BJP veteran Murli Manohar Joshi and former Union minister Karan Singh have written to Chief Justice of India BR Gavai, asking the Supreme Court to review its 2021 order that allowed widening of roads under the Char Dham roads project to 12 meters. They said the order had triggered landslides and sinking zones in Uttarakhand.
The letter was backed by 57 signatories. These included historian Shekhar Pathak, author Ramachandra Guha, and former RSS ideologue KN Govindacharya. The group also included academicians, scientists, MPs, and activists.
The letter demanded scrapping of a 2020 circular issued by the Ministry of Road Transport and Highways, which prescribed a double-lane paved shoulder design with a 10-meter tarred surface and 12-meter formation width. Joshi and Singh suggested the earlier proposal of 5.5 meters instead.
They warned that the double-lane design, especially on the Uttarkashi-Gangotri stretch, would cause “avoidable damage” in a fragile zone already hit by disasters. “If not reviewed, this judgment will lead to irreparable and immediate impact,” their letter said, pointing to the Bhagirathi eco-sensitive zone where a recent disaster struck.

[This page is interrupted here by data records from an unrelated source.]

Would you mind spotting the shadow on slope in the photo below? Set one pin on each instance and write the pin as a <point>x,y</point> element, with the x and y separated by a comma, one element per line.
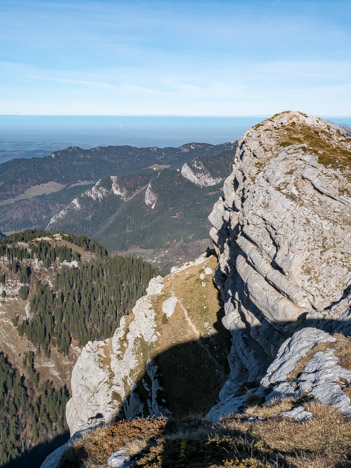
<point>35,457</point>
<point>191,386</point>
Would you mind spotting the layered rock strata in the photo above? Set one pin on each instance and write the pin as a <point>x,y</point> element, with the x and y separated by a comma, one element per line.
<point>282,233</point>
<point>145,367</point>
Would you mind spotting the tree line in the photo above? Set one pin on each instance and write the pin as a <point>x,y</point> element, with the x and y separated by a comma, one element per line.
<point>87,302</point>
<point>27,418</point>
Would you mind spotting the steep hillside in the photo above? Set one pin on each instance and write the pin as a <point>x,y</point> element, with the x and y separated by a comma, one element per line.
<point>57,291</point>
<point>74,165</point>
<point>167,357</point>
<point>282,233</point>
<point>143,212</point>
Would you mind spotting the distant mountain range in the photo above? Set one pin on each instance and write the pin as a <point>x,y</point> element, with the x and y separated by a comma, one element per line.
<point>131,199</point>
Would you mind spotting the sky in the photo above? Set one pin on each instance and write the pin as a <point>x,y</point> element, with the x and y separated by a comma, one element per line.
<point>176,58</point>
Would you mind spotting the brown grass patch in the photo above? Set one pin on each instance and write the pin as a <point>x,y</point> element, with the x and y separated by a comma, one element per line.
<point>329,154</point>
<point>322,442</point>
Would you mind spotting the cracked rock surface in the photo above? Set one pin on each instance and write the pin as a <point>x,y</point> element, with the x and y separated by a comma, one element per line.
<point>282,233</point>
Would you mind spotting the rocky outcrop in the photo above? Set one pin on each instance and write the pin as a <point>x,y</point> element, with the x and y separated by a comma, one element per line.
<point>145,367</point>
<point>283,237</point>
<point>196,172</point>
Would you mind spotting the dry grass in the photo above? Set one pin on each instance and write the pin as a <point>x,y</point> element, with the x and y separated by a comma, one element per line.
<point>329,154</point>
<point>322,442</point>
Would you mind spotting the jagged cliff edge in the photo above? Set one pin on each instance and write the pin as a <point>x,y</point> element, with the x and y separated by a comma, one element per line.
<point>282,233</point>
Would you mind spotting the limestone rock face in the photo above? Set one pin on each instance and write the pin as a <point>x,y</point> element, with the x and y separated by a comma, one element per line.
<point>282,232</point>
<point>145,367</point>
<point>310,364</point>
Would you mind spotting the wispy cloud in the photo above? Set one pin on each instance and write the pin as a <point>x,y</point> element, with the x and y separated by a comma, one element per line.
<point>98,84</point>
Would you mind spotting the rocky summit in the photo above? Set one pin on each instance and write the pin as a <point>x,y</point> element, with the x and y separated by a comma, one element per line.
<point>282,236</point>
<point>282,233</point>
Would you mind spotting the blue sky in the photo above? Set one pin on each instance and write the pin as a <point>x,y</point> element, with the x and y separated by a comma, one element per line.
<point>200,58</point>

The leaders stressed the need to balance defence requirements with ecological limits. “In view of the safety of lives and livelihood of people and all-weather movement of defence forces, it is imperative to consider the ecological sensitivity,” the letter added.

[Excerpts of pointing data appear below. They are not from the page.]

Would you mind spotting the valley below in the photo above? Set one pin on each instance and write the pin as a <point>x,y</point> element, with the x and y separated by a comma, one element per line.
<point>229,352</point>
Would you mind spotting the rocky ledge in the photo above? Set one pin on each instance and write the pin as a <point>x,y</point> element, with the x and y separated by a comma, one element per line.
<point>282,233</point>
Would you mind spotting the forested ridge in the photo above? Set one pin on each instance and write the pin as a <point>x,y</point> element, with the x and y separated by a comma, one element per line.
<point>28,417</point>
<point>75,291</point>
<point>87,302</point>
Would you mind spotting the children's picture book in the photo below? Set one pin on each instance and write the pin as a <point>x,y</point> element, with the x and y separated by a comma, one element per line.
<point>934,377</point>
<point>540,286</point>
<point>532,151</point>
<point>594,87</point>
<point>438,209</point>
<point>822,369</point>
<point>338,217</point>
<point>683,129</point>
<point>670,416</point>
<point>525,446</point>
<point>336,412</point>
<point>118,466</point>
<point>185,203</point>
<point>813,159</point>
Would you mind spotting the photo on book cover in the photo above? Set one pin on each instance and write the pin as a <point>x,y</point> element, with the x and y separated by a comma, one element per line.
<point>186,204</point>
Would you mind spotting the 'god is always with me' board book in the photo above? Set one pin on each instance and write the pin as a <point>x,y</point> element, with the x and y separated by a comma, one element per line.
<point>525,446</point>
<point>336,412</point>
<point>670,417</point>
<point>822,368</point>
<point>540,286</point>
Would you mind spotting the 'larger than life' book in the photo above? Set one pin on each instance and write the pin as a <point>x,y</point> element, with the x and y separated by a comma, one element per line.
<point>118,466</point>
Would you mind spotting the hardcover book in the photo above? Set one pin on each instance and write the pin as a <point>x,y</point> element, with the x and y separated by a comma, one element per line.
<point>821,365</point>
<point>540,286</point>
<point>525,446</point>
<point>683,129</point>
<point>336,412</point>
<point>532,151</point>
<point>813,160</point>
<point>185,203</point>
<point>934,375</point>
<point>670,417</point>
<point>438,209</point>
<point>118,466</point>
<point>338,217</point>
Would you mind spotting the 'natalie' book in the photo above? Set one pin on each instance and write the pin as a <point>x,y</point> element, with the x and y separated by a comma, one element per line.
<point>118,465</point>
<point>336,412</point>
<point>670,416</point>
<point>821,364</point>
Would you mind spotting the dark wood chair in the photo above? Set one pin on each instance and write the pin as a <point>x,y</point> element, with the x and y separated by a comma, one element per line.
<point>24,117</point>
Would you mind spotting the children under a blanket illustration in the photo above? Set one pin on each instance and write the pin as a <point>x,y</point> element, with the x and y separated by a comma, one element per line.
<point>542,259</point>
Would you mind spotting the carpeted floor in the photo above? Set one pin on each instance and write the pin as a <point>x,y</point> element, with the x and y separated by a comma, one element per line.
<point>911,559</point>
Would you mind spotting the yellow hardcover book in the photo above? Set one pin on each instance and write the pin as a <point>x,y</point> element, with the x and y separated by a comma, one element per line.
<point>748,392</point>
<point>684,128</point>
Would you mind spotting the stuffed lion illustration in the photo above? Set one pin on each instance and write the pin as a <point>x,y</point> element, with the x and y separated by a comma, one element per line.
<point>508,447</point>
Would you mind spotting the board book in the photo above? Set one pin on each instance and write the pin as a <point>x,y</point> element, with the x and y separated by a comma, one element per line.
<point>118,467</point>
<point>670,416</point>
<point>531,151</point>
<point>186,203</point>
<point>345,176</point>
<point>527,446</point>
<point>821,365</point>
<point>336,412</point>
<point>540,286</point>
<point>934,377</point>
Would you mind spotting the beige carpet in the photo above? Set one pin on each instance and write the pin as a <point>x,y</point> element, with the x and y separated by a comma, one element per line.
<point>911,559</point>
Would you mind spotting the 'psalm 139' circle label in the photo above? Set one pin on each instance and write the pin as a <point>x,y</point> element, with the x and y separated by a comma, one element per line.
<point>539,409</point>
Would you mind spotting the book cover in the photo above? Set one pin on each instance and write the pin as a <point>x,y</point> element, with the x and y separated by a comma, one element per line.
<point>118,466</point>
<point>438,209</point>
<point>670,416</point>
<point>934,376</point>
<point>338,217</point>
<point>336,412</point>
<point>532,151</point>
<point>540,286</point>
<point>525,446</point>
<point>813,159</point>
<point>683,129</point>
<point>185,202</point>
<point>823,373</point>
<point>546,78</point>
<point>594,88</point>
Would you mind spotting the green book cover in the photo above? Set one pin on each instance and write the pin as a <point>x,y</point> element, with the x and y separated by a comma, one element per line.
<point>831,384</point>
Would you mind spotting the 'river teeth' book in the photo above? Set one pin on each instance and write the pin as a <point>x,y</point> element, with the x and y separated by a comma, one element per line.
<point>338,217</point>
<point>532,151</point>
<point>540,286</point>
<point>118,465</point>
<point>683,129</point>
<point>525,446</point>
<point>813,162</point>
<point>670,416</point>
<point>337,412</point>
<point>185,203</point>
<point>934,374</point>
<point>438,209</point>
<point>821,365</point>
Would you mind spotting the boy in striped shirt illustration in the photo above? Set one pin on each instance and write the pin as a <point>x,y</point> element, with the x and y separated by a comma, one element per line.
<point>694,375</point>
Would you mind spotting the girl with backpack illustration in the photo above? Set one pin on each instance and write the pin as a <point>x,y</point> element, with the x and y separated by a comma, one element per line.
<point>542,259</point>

In 2021, a bench led by Justice DY Chandrachud upheld the Centre’s plan to widen three highways, Rishikesh to Mana, Rishikesh to Gangotri, and Tanakpur to Pithoragarh, calling them strategic feeder roads. It also formed an oversight committee under Justice AK Sikri to monitor the work with environmental safeguards.
The Char Dham project covers 825 km of highways. By June this year, 629 km had been completed, according to government data.
Joshi and Singh argued the 2021 ruling overturned the court’s own 2020 judgment, which favored narrower hill roads. They said the wider design has proven “hazardous to the Himalayan terrain” and worsened landslide risks.
The letter described frequent blockages on Badrinath, Gangotri, and Pithoragarh routes during monsoon, disrupting defence and civilian movement. It warned against cutting thousands of deodar trees for new bypasses and road stretches in the Bhagirathi valley.
The Indian Express earlier reported that the state forest department gave in-principle approval for a bypass in the Bhagirathi valley despite warnings from the Supreme Court’s high-powered committee. The letter estimated current season’s losses at Rs 5,000 crore, close to the scale of the 2013 Kedarnath disaster.